Berlin software enterprise semgine GmbH has completed the new release of its semgine sciPlorer®. semgine sciPlorer® is the first product based on the semgine® semantic search technology and the first semantic information retrieval assistant specially developed for researchers working in the field of drugs discovery and biomedical science.

Version 1.3 of the semgine sciPlorer® enables scientists to have terms explained to them simply using brief, concise collections of facts. At the same time, the results filtering has been fundamentally expanded, so more and better results can now be achieved.

"The reports now available, with their brief, clear facts, allow for very fast and effortless information acquisition and are a clear unique selling proposition for the semgine sciPlorer®" explains Dr Martin C. Hirsch, CEO of semgine GmbH. "With the extraction of facts from the Internet, we are consistently expanding the semgine sciPlorer®, developing it into a semantic search engine for the biomedical sciences. We’ve brought Web 3.0 a step closer for the biomedical sciences."

The semgine sciPlorer® is based on a completely new approach, which applies the principles of cognitive neuroscience to information processing. While conventional search engines create a normal word-based, full-text index of documents, semgine® builds up a semantic index, enabling users to accurately pinpoint individual facts in documents.

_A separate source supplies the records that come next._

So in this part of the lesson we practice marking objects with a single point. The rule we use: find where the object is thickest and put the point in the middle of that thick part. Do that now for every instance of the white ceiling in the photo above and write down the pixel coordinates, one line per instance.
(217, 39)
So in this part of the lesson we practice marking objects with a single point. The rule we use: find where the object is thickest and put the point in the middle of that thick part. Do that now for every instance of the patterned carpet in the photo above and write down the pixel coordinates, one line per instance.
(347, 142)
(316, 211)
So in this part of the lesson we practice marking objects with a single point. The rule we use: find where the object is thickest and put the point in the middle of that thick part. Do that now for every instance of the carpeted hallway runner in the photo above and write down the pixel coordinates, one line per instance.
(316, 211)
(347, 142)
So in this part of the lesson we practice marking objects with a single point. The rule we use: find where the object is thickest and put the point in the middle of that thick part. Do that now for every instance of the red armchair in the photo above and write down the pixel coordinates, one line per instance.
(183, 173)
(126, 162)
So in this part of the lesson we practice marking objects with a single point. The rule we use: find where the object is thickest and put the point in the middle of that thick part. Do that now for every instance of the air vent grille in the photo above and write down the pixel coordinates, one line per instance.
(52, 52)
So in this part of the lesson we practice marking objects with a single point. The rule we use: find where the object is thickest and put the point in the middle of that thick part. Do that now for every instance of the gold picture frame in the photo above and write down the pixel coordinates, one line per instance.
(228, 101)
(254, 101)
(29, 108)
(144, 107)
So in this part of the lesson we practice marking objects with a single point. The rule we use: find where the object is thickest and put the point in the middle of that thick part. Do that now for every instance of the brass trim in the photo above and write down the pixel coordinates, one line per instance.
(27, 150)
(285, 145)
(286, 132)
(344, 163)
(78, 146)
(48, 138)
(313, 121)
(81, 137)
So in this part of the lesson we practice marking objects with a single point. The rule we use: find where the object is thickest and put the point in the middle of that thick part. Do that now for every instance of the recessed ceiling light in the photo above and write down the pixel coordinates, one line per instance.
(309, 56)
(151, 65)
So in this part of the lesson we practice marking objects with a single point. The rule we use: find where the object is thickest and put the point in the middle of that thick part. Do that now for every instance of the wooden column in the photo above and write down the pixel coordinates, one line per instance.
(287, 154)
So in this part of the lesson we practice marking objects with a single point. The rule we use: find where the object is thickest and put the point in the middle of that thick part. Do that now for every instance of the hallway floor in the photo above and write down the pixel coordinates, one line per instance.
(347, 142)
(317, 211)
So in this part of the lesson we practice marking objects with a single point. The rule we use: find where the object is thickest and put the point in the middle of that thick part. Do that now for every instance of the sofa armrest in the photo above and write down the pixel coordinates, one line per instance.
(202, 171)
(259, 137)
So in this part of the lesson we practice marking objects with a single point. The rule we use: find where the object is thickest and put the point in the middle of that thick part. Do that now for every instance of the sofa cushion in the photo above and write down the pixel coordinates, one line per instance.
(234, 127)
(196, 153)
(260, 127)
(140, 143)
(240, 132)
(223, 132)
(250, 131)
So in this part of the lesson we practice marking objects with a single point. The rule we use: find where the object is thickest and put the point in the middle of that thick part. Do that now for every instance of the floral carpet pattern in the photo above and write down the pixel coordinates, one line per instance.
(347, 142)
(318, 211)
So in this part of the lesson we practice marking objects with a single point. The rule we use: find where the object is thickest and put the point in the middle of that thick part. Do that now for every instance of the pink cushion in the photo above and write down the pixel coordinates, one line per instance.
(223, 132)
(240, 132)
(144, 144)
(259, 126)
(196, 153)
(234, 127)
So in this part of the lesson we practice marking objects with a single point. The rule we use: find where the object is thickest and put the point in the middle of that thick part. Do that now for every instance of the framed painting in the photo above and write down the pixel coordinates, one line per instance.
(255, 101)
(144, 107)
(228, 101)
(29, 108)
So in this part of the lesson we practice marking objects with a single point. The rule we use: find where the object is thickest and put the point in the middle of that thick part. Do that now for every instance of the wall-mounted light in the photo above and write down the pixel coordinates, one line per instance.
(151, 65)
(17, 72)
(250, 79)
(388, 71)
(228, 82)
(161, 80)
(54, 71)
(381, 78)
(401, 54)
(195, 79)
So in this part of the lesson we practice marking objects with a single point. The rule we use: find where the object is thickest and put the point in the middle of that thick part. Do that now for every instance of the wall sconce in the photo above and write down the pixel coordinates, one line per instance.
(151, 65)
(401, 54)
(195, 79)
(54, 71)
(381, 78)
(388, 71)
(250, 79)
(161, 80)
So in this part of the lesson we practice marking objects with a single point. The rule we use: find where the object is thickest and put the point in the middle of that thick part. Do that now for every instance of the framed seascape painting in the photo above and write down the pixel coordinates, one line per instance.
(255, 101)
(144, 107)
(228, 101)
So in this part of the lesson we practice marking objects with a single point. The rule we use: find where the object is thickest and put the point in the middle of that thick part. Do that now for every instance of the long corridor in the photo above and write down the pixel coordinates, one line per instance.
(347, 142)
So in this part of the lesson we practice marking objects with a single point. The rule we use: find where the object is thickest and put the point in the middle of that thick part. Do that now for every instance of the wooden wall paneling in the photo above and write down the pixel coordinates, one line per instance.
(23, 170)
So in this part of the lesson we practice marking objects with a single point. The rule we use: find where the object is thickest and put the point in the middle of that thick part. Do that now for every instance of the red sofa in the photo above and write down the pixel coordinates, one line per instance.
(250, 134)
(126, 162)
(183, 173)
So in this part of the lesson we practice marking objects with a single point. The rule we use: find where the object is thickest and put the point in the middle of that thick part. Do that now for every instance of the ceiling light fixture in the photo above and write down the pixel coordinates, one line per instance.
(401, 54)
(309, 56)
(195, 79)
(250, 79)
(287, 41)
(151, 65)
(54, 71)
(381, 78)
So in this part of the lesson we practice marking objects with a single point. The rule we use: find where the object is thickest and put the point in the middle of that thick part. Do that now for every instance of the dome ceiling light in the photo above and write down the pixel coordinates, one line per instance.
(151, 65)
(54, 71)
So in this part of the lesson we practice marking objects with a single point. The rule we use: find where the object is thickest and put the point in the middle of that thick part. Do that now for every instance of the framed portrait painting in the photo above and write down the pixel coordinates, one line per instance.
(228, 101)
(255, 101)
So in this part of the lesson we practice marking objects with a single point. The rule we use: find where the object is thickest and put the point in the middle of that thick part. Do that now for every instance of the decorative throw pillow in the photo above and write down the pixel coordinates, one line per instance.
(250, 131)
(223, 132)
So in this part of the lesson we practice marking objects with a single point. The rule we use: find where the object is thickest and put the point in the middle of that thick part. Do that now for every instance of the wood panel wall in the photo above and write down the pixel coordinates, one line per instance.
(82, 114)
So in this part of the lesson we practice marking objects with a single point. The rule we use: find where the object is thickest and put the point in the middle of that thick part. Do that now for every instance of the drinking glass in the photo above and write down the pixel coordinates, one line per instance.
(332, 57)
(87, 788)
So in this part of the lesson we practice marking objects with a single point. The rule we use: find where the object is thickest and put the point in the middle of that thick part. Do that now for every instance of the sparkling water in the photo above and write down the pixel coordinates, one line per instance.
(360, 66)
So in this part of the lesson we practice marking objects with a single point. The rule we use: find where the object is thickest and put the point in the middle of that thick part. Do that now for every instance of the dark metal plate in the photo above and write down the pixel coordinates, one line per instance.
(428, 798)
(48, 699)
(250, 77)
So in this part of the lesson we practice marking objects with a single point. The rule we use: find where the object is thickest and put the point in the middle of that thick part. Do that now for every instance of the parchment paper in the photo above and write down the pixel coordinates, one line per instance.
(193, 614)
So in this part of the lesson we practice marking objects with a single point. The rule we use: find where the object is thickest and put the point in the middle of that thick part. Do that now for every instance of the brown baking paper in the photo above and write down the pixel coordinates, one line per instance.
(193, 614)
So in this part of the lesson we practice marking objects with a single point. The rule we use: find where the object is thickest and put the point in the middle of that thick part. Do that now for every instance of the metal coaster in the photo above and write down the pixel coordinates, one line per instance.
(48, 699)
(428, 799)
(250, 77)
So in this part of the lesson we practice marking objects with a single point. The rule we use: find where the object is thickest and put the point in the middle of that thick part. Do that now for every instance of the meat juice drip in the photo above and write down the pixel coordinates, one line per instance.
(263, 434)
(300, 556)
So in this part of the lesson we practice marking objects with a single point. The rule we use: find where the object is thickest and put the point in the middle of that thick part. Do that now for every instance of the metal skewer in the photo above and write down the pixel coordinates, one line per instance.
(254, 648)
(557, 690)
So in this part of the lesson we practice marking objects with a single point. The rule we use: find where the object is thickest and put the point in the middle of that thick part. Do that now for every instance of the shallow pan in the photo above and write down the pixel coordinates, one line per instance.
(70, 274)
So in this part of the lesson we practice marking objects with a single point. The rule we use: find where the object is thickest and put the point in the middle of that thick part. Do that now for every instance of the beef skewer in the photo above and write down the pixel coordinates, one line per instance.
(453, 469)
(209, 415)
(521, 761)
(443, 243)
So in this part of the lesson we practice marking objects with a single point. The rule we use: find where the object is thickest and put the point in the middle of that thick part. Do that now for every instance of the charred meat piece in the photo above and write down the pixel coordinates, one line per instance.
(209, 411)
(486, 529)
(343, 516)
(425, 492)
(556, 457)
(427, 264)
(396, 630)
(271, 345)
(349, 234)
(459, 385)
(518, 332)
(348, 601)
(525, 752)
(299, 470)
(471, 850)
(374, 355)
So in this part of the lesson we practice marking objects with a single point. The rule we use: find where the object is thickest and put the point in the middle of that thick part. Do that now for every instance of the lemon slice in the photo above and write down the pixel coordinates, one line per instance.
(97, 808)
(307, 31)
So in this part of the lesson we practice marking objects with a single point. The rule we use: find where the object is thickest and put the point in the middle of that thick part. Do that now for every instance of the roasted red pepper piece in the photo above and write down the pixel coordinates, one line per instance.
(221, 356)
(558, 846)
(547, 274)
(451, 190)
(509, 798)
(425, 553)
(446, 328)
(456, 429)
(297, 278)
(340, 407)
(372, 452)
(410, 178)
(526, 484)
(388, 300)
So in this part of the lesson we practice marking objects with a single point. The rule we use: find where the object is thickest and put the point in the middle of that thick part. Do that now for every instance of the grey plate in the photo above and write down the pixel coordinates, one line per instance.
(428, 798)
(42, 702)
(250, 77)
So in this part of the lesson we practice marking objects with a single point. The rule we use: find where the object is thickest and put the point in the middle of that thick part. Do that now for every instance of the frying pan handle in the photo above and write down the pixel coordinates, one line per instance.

"We've really 'hit a nerve' in the community with the semgine sciPlorer®" notes Dr Thomas Meyer, Sales Manager Life Sciences at semgine GmbH. "A test customer summed it up aptly: With the semgine sciPlorer® you've developed an excellent information retrieval solution with a technically perfected refinement strategy."

About semgine GmbH
semgine GmbH (www.semgine.com) develops software frameworks for building semantic knowledge assistants for the Web 3.0. Its unique approach, utilising Brainlike Information Management, is derived from current insights into cognitive neurosciences, forming the basis for cutting-edge software technology designed to retrieve complex information relationships quickly and accurately.

The company was founded in 1994 by Dr Martin C. Hirsch, neurobiologist and grandson of physicist and Nobel Laureate Werner Heisenberg. semgine GmbH focuses on the life sciences sector and its customers include Altana Pharma AG, BBraun AG, Honda Research Institute Europe and Sanofi-Aventis Deutschland GmbH. The core technology is funded by the German Ministry of Education and Research and, within the BioSim project, by the 6th Framework Programme of the European Commission.